Explainable AI (XAI) for transparent resource allocation in public safety communications networks
摘要
Public Safety Networks (PSNs) play a crucial role in enabling efficient communication and coordination among first responders and emergency management agencies during critical situations such as natural disasters, terrorist attacks, and public health crises. These networks must facilitate timely and reliable data transmission to ensure informed decision-making in dynamic and high-pressure environments.
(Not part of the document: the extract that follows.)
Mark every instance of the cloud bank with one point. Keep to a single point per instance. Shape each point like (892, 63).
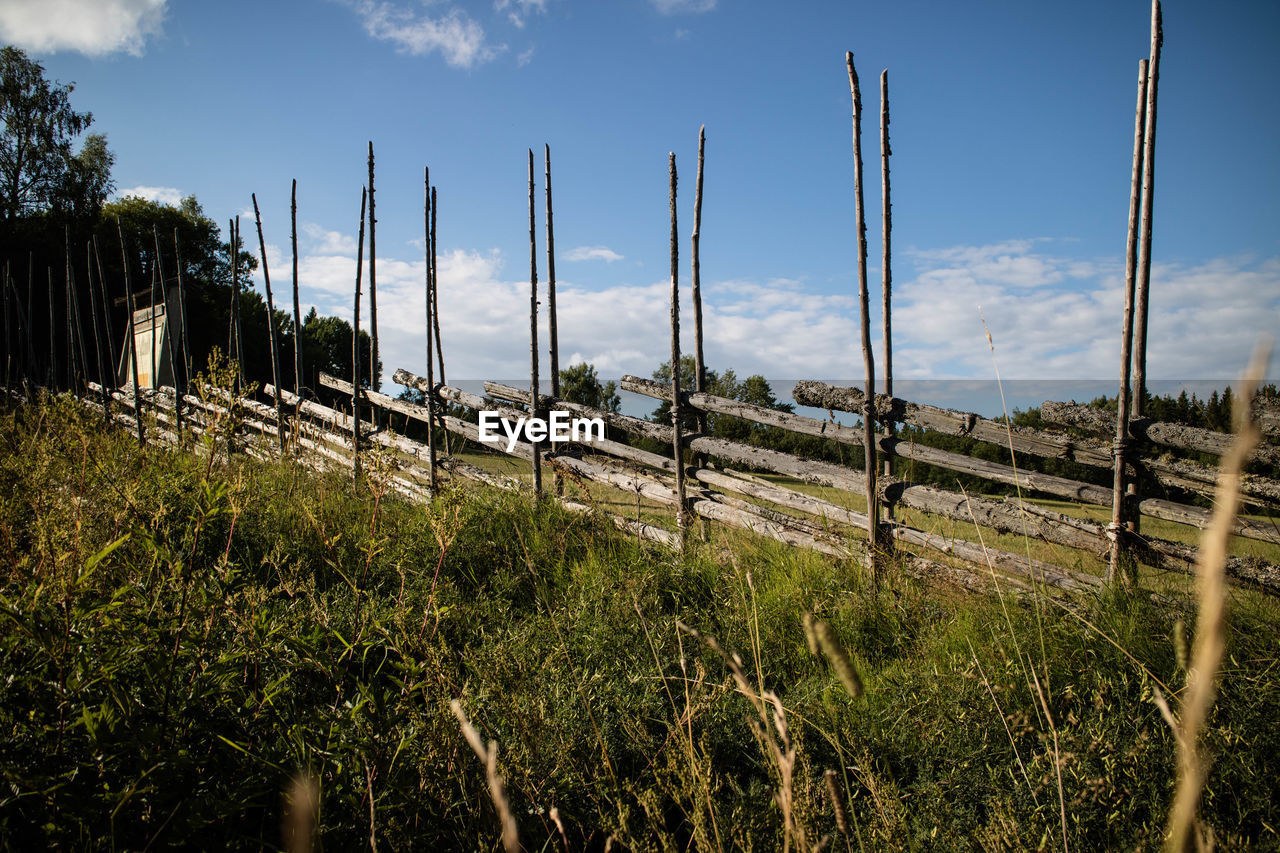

However, effective resource allocation within PSNs is a challenging task due to fluctuating demands, limited bandwidth, and the need for real-time adaptability. Traditional AI-based allocation models, while capable of optimizing resource distribution, often function as black-box systems, offering little transparency into the decision-making process. The lack of explainability in these models raises concerns among stakeholders, as opaque AI-driven decisions may result in inefficiencies, biases, or unintended disparities in resource allocation. To address these challenges, this study presents an XAI-driven framework for resource allocation that integrates SHAP (Shapley Additive Explanations) and LIME (Local Interpretable Model-Agnostic Explanations) to enhance both global and local interpretability. By leveraging these techniques, the proposed model improves transparency, ensures fairness, and provides interpretable justifications for allocation decisions. Furthermore, Bayesian uncertainty modeling is incorporated to enhance decision reliability, particularly in rapidly evolving emergency scenarios. Experimental evaluations demonstrate that the framework optimizes resource distribution while maintaining explainability, fostering trust among emergency responders, policymakers, and stakeholders. By bridging the gap between AI-driven optimization and human interpretability, this research contributes to the advancement of equitable, accountable, and transparent decision-making processes in PSNs, ultimately improving emergency response efficiency and public safety outcomes.